The death toll from Easter Sunday's suicide bomb attacks on churches and hotels in Sri Lanka soared Monday to 290, including 39 foreigners, with authorities blaming foreign-backed "local terrorists" for the carnage and invoking emergency powers.

"The intelligence agencies have reported that there were international organizations behind these acts of local terrorists," President Maithripala Sirisena's media office said in a statement, after he chaired an emergency meeting of National Security Council.

The statement said Sri Lanka welcomes international assistance to pursue those responsible for the attacks, for which authorities have so far arrested a total of 24 people, 11 of them on Monday.

(Sri Lankan officials inspect St. Sebastian's Church after the explosion)
[Getty/Kyodo]

"The government has decided to Gazette the anti-terrorism legal clauses to be effective with effect from midnight today," it said, referring to clauses that give police and the military extensive powers to detain and interrogate suspects without court orders.

Health minister Rajitha Senaratne, who is also Cabinet spokesman, told reporters that police units earlier this month received information that the leadership of National Thowfeek Jamaath, a little known local Islamist militant group, was planning a series of attacks in the country.

But he said Prime Minister Ranil Wickremesinghe was not informed of those warnings as he has been excluded from National Security Council meetings chaired by the president, and as a result, "adequate precautions" were not taken to prevent the attacks.

Political instability has rocked the nation recently after Sirisena abruptly sacked Wickremesinghe last October and named former President Mahinda Rajapaksa as his successor, only to see Wickremesinghe return as premier after weeks of chaos.

"We don't believe that these attacks have been carried out by group of people who were confined to this country only," Senaratne said. "There is an international network, without which these types of attacks could not have succeeded."
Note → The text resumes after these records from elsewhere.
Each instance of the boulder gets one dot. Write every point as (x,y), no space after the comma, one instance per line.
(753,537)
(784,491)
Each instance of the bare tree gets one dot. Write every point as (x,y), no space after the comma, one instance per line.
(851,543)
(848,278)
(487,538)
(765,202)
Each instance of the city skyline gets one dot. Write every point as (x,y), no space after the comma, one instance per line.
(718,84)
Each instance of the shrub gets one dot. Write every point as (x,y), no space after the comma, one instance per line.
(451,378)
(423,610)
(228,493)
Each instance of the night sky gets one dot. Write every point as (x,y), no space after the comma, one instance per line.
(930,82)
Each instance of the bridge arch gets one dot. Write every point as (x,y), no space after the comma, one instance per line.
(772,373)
The eight explosions, which occurred mostly in and around Colombo, mark the worst violence that the South Asian island nation has seen since the end of its civil war a decade ago.

A ninth explosion reportedly went off on Monday in a van parked near St. Anthony's Shrine, one of the three churches targeted the previous day, when bomb squad officials tried to defuse it.

It was also reported Monday that Sri Lankan police found 87 bomb detonators at Colombo's main bus station.

Tourism Minister John Amaratunga was quoted by the Associated Press as saying 39 foreign tourists were killed in the blasts, while another 28 were among the more than 500 injured.


(Damage at the Kingsbury)

The fatalities included British, Indian, Danish, Australian, Chinese, American and Dutch nationals, with the Japanese Foreign Ministry confirming one Japanese dead and four injured.

Also at Monday's National Security Council meeting, it was decided to implement anti-terrorism measures, grant additional powers to the police, impose an overnight police curfew, boost security at Catholic churches and declare Tuesday a national day of mourning.

Among the three hotels in central Colombo targeted in the attacks was the Cinnamon Grand, which is popular among politicians and foreign tourists.

A staff member of the hotel told Kyodo News that a suicide bomber detonated an explosive where a breakfast buffet was being served. "Most of the people sitting inside the restaurant died," the employee said.

The other two hotels were the Shangri-La and the Kingsbury, also popular among foreign tourists.

The three churches attacked were St. Anthony's Shrine in Colombo, St. Sebastian's in Negombo, north of Colombo, and Zion Church in Batticaloa on the country's east coast. Many worshippers had gathered for Easter Sunday celebrations.

Separately there was a blast at a hotel in the suburbs of Colombo. Three police officers were also killed in a residential area of the capital when a suspect being questioned by the police detonated a suicide bomb.

Sri Lanka had enjoyed a decade of peace since a bloody 26-year-long civil war between the government and Sri Lankan Tamil militants ended in 2009.

Buddhism is the dominant religion in Sri Lanka, being practiced by around 70 percent of the population. Less than 10 percent of its people are Christian, around 10 percent Muslim and another 10 percent Hindu.